Laying out Tata Motors’ strategy around the creator economy, Singh said, “We are working with over 600 influencers, across micro, nano, mega and regional levels, in 11 Indian languages. We’ve produced over 3,500 videos and clocked around 30 crore views.”
But this is not about scale alone. Singh explained that the true value of influencers, in the context of Tata Motors, lies in the contextual and cultural relevance, especially in a country where language, geography, profession, and its ilk, dramatically shape how people consume and engage with information.
Knitting it with an example, Singh described, “If you’re a banana plantation owner in Karnataka, you don’t want vehicle insights from someone in Hyderabad’s construction business. You want content in Telugu, from someone like you, speaking your language and living your life.”

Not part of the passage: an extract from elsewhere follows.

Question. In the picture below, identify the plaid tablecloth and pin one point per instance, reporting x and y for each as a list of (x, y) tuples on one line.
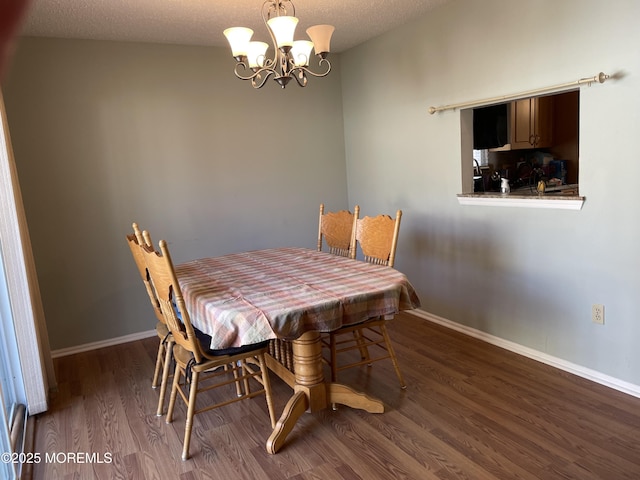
[(245, 298)]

Singh elaborated that the purchase of a commercial vehicle is not an emotional impulse but a high-involvement, business-first decision. “Most of our customers buy finance before they buy the vehicle,” he explained, referring to how business viability - cost of ownership, mileage, resale value, and financing terms - shapes the buying journey.
This is where creators outperform traditional advertising.

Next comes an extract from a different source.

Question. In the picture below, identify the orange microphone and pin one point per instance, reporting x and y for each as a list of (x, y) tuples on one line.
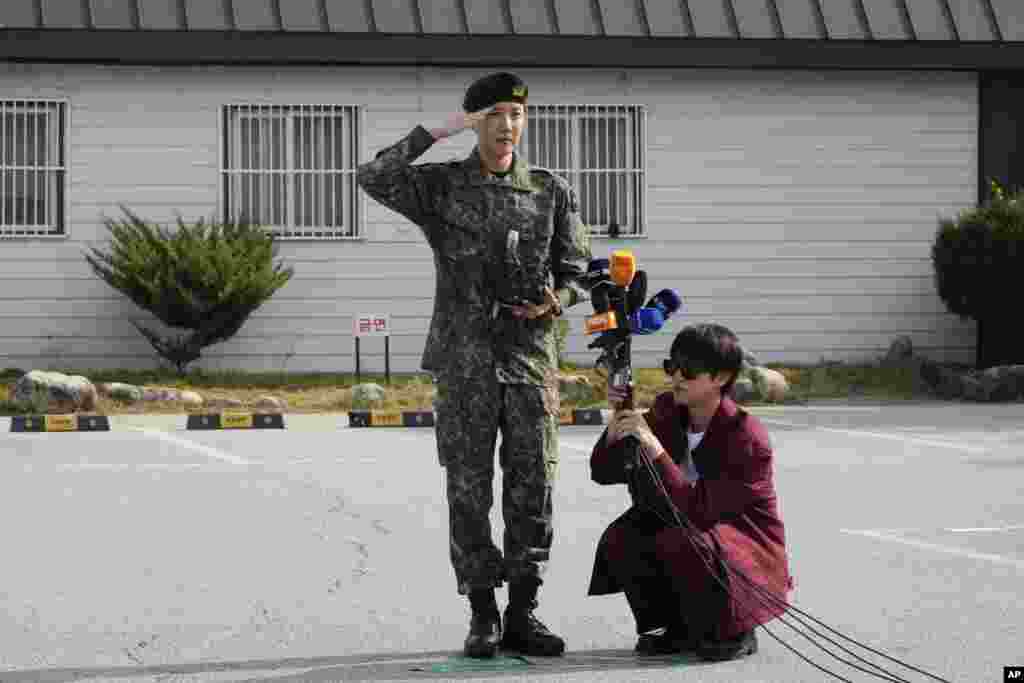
[(623, 267)]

“Put all this into an ad, and it feels like a push. But the same thing, shared by an influencer or explained in a native video, suddenly becomes easier to understand and more believable,” Singh noted.
In other words, influencers are no longer an amplification layer. In categories like this, they are the core storytellers, translating utility into trust, complexity into clarity, and corporate messaging into real-life scenarios.
For the record, in April 2025, Tata Motors Commercial Vehicles surpassed 1 million subscribers on its YouTube channel, earning YouTube's coveted Gold Play Button honour.
What Singh highlighted was a significant shift from mass visibility to micro-relevance, which was key to Tata Motors’ creator strategy. The automobile behemoth used influencers not just for visibility but to educate, simplify, and prime the user for the due diligence that comes before a high-ticket, business-enabling purchase.
“We’re not creating content just to be visible. We’re creating content that feels familiar. When someone sees a creator in their trade, from their city, speaking their dialect, it resonates,” Singh said.
Another key insight that Singh shared was that consumers don’t separate their expectations by category. The fluid experience of browsing a shopping app, ordering dinner on Swiggy, or watching reels on Instagram becomes the benchmark for all digital interaction, even when researching a commercial vehicle.
According to Singh, consumers do not say, “This app can be clunky because it is for trucks.” They expect parity across the board.
This puts added pressure on content strategy; not just to inform, but to match the platform-native, low-friction storytelling style people now expect across domains. Influencer content, designed for mobile, built for context, and delivered through trusted voices, fulfills that mandate more effectively than long-format brochures or brand-led films.
Summing it up, Singh said that the auto industry, and advertising in general, must unlearn the idea that “the product sells itself.”
We need to stop obsessing over the truck. People don’t just see the vehicle—they relate to the person driving it. The human story is far more powerful,” he said.
And those human stories are best told not by brands, but by real voices- peers, community figures, creators - who understand the nuances of business, geography, and aspiration that shape every purchase, Singh further said.